Coronavirus doesn’t discriminate, policies do
The first draft of new statutory guidance for COVID-safe working environments released by the Government didn’t comply with existing health and safety statutes. Fortunately, the TUC pushed back and the Government subsequently revised the guidance. The government also promised on the spot inspections of workplaces, however, it has been revealed (at the time of writing) that the Health and Safety Executive is not carrying out inspections and has no confirmed date to restart them.
While initially, there was little or no legal support for employees to have a COVID-safe working environment, there were ever-increasing penalties placed on individuals who break social distancing rules. This exemplifies the need to join a union, be involved with cooperatives and work with local community groups.
Of course, we need to get the economy going. However, we have to rethink how we approach this. There can be no return to austerity and the economic norms of pre-coronavirus Britain. As Frankie Boyle said, “People sleeping in the streets wasn’t normal; children living in poverty wasn’t normal; neither was our taxes helping to bomb the people of Yemen.”
If we want a better society that works for everyone, we will have to build it from the ground up. A grassroots revolution that starts in your community.

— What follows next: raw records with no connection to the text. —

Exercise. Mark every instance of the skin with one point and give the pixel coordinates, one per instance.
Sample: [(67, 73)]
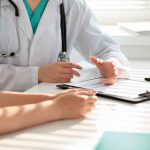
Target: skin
[(28, 110), (107, 69), (63, 72)]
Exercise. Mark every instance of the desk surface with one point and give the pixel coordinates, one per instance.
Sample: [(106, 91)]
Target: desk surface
[(78, 134)]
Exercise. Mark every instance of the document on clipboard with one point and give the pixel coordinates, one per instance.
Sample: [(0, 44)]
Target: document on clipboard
[(133, 90), (126, 90)]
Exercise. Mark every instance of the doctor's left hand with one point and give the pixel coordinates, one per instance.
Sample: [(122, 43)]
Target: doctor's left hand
[(59, 72), (107, 69)]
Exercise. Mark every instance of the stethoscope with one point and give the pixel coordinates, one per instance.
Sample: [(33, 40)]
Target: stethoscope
[(62, 56)]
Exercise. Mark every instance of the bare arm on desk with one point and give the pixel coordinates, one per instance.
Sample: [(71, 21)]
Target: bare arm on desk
[(68, 105), (17, 98)]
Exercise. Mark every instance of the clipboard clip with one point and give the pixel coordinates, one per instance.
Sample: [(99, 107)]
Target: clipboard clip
[(146, 94)]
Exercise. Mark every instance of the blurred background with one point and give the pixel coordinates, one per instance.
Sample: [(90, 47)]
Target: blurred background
[(128, 23)]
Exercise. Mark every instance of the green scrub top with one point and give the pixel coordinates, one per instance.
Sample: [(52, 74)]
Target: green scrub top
[(35, 16)]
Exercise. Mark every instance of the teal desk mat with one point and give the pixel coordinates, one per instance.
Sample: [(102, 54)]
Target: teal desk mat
[(124, 141)]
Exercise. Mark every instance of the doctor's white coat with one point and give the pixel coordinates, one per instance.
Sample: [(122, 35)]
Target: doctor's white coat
[(83, 34)]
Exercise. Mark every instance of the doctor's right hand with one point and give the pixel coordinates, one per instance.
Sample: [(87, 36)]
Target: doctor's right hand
[(59, 72)]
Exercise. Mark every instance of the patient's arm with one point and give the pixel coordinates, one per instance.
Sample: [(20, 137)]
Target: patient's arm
[(67, 105), (16, 98)]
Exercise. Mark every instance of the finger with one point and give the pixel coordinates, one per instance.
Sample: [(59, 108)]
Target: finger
[(92, 99), (89, 108), (70, 65), (66, 76), (96, 61), (70, 71), (109, 81), (62, 80), (85, 92)]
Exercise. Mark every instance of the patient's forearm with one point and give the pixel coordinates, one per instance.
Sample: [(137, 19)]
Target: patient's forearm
[(15, 98), (19, 117)]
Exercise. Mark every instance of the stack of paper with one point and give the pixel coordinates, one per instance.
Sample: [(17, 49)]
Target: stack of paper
[(138, 28)]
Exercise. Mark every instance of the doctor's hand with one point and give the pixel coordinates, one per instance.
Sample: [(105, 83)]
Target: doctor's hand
[(107, 69), (59, 72)]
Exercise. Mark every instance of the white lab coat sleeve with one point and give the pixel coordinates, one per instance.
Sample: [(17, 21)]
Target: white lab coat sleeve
[(92, 41), (17, 78)]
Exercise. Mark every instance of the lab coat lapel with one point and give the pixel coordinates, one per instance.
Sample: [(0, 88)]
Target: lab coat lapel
[(50, 14), (24, 21)]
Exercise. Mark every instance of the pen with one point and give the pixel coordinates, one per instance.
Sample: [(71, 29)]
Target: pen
[(147, 79)]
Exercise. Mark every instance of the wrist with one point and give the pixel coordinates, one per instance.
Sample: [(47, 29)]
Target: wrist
[(51, 110)]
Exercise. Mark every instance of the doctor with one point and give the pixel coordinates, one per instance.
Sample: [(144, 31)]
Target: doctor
[(31, 40)]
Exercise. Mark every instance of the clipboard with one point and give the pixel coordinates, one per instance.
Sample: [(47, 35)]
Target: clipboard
[(143, 93)]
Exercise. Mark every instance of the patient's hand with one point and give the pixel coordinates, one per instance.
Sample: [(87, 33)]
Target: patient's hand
[(74, 103), (107, 69)]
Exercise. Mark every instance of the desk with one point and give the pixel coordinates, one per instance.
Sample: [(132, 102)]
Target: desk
[(80, 134)]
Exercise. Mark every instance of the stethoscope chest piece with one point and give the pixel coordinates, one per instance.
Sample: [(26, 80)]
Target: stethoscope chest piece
[(63, 57)]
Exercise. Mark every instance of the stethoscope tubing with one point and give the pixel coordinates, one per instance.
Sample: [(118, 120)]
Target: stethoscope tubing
[(62, 25)]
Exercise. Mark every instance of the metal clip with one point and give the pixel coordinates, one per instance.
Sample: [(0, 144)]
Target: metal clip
[(146, 94)]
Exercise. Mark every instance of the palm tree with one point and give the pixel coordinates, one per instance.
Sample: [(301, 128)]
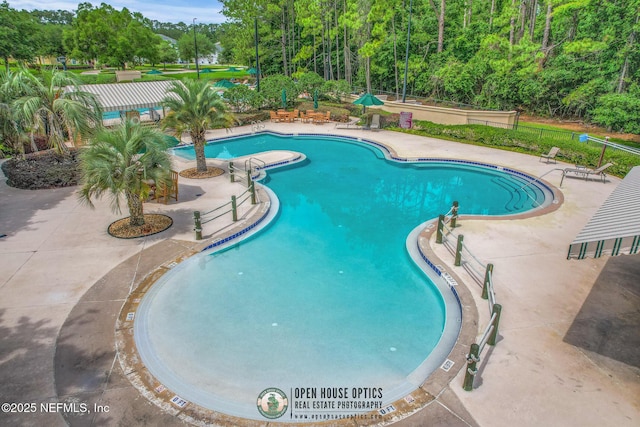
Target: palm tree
[(120, 161), (57, 108), (195, 107), (12, 87)]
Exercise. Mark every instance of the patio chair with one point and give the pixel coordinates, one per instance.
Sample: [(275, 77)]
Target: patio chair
[(375, 122), (165, 193), (582, 171), (551, 155)]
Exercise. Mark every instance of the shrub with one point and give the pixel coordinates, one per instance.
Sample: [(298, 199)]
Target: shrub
[(571, 151), (44, 169)]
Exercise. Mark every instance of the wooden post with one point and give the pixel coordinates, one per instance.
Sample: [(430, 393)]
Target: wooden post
[(604, 148), (198, 227), (234, 208), (440, 227), (458, 260), (472, 359), (487, 277), (497, 310), (252, 189)]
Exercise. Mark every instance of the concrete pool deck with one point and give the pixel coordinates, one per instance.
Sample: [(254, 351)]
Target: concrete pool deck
[(60, 270)]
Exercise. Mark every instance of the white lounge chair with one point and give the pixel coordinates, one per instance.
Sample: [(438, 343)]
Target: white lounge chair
[(586, 173)]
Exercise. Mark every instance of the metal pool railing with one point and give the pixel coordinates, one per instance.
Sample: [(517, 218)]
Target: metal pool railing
[(465, 258)]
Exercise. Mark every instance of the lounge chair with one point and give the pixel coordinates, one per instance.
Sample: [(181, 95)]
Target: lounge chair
[(551, 155), (585, 172), (375, 122)]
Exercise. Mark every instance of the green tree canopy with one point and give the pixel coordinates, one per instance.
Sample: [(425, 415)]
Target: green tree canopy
[(120, 161)]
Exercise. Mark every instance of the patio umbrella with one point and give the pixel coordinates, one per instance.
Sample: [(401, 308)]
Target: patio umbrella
[(367, 100), (224, 83)]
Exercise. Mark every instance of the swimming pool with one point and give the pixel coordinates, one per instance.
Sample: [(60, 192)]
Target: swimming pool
[(326, 295)]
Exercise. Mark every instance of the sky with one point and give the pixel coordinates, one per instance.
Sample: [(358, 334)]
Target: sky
[(205, 11)]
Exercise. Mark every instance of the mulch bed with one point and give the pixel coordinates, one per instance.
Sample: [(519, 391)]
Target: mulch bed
[(154, 223), (194, 174)]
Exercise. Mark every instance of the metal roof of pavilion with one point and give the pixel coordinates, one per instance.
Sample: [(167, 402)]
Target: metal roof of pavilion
[(615, 228), (129, 96)]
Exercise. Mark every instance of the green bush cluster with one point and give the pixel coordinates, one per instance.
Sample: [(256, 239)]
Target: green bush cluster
[(45, 169), (571, 151)]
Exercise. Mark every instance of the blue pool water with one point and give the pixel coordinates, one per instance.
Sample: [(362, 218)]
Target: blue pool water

We are seeing projects emerging, not only across the UK but across the globe, where communities have come together and forged cooperative ways to grow an economy that works for everyone. Over the coming weeks, we will share success stories; for now, we would ask you to explore the Preston Model and look into the New Economics Foundation.
In 1933, President Franklin D Roosevelt started the New Deal, a revolutionary series of programs and public projects that got America back on its feet after the Great Depression. Today we need a new revolution that is equitable and sustainable and state-funded. The time is now. Get involved with local communities, get involved with local cooperatives.
We encourage you to start building a better tomorrow now.